LYB has sold coupon books for years and has lots of team sponsors, not only on the team names, but on the outfield fences as sources of revenue. LGSA doesn't have as many sponsors, Oakley said.

"To this day, we don't have a true fundraising event," said Oakley, whose league for years held a Saturday playday every season as a fundraiser which, for various reasons including weather, didn't bring in the revenue hoped for.

"Lebanon Youth Baseball is looking at is an addition effort to bring us in and help them with their sales," said Oakley.

"Plugging softball into our existing business model will prove to be better financially for both leagues," said Pope, who noted the league turns a profit from its concession stands, which he said doesn't happen most places, as a revenue raiser joining field and team sponsors and the coupon books, sold for $10 each, featuring local vendors. The county and city also provides money, Pope said.

Oakley said he's been wanting the city to purchase adjacent land along Cainsville Road for his league to add to its three current fields. But he said the city has been focused on the sports complex on Highway 231 South where the construction of soccer fields is underway. Phase 2 of that project involves baseball and softball fields. Pope said there might be enough room at Baird Park for another field or two, but the 231 site is a better option for future expansion as the city's population continues to grow.

"With us joining together maybe we can help push along the development of the baseball/softball field out there at the 231 sports complex," Oakley said. "We'll have a little bit better voice in the community and maybe help get Phase 2 of that development going sooner than later."

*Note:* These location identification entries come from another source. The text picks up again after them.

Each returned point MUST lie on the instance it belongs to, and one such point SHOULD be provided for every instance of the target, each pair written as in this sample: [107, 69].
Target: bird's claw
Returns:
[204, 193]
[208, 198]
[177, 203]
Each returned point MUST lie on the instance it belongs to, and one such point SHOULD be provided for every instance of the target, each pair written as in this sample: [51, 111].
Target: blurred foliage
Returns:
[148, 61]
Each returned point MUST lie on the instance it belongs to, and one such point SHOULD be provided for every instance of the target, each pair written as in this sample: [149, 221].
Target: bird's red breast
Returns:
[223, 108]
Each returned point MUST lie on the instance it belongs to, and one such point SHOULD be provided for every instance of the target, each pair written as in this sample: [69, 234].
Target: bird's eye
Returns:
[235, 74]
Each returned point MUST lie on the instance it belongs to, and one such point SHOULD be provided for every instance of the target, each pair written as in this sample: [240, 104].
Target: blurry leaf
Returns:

"You look at the growth that's continuing to come and will continue to come, eventually we're going to need both parks to facilitate your weeknight-league teams," Pope said. "Within the next five to 10, we're going to need both parks. But 231 will be primarily for weekend travel tournaments which we can help facilitate."

Pope said he's also looking to turf all the Baird Park infields, which he said would make the facility more valuable to local and travel entities.

But closer to now, Oakley said signups for fall ball are available at a new website, lebanontnbaseballsoftball.com, which was to have gone online yesterday.

"At the end of the day, it needed to happen," Pope said. That's the bottom line."